Il Sahara, tra le porzioni di pianeta più inospitali al mondo cambia aspetto e si trasforma da deserto a pianura verde e viceversa. Ebbene si, ogni 20.000 anni il suo aspetto cambia radicalmente. Lo indica l’analisi dei depositi delle polveri, che ha permesso di ricostruire la storia del clima in quest’area negli ultimi 240.000 anni.

L’ipotesi è che queste trasformazioni siano dovute ai cambiamenti dell’inclinazione dell’asse terrestre, che periodicamente modificano il modo in cui la Terra riceve i raggi del Sole. Pubblicato sulla rivista Science Advances, il risultato si deve ai ricercatori del Massachusetts Institute of Technology, (Mit).

La scoperta è importante “per comprendere la storia di questo deserto e in quali tempi è stato ospitale per l’uomo”, rileva David McGee, del Mit. Il Sahara non è stato sempre così desolato e arido.

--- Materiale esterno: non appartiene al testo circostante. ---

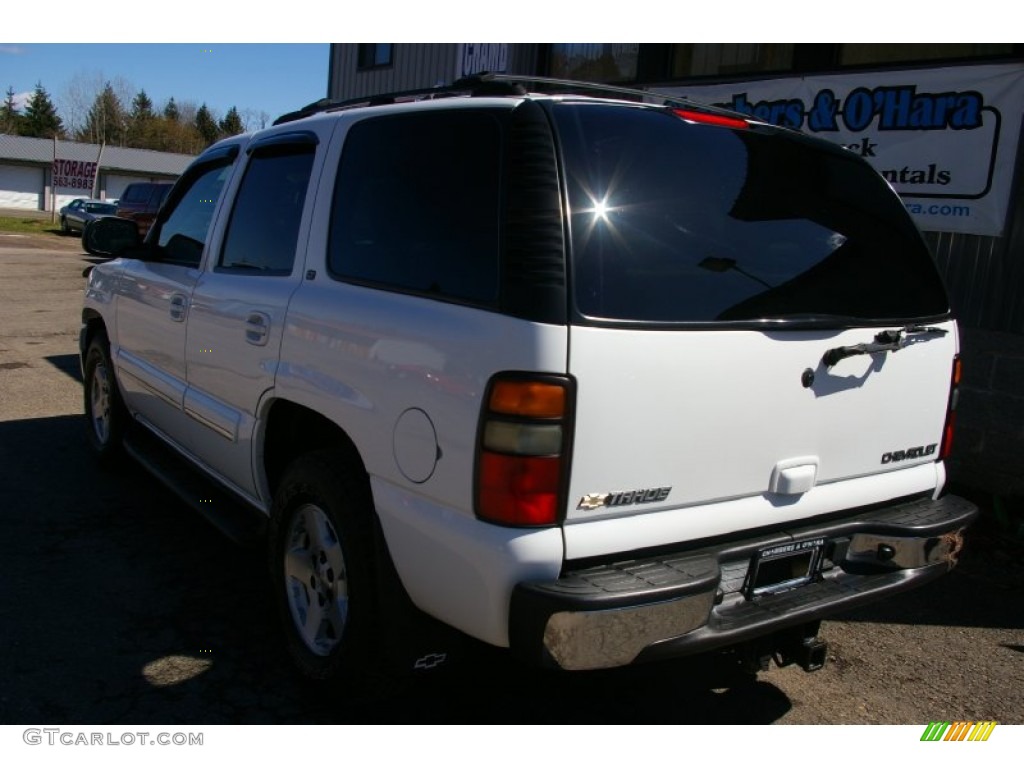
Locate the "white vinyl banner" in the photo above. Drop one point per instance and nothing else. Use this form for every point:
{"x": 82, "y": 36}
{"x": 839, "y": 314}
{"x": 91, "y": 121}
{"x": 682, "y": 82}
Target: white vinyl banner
{"x": 944, "y": 138}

Pitture rupestri primitive e fossili scoperti indicano come questo deserto in passato sia stato un’oasi relativamente verdeggiante, dove prosperavano insediamenti umani.

Ma cosa regola questo cambiamento periodico? Le principali responsabili di questa oscillazione sarebbero le variazioni dell’inclinazione dell’asse terrestre, che a catena modificano il modo in cui la luce solare è distribuita sulla Terra. Quando quest’ultima aumenta, con un conseguente incremento di calore, i monsoni guadagnano intensità rendendo così l’area più umida e verde. Al contrario, se l’inclinazione dell’asse terrestre porta il nord Africa a ricevere meno luce i monsoni sono più deboli, generando così un clima più secco e arido.

Il modello proposto dal Mit rivoluziona quello diffuso in precedenza, secondo cui i cambiamenti climatici del Sahara sarebbero stati influenzati dalle ere glaciali a intervalli di circa 100.000 anni. David McGee del Mit spiega che pur sembrando “un territorio così impenetrabile e inospitale, il suo aspetto ha oscillato tra un ambiente umido con praterie a un clima secco molte volte”.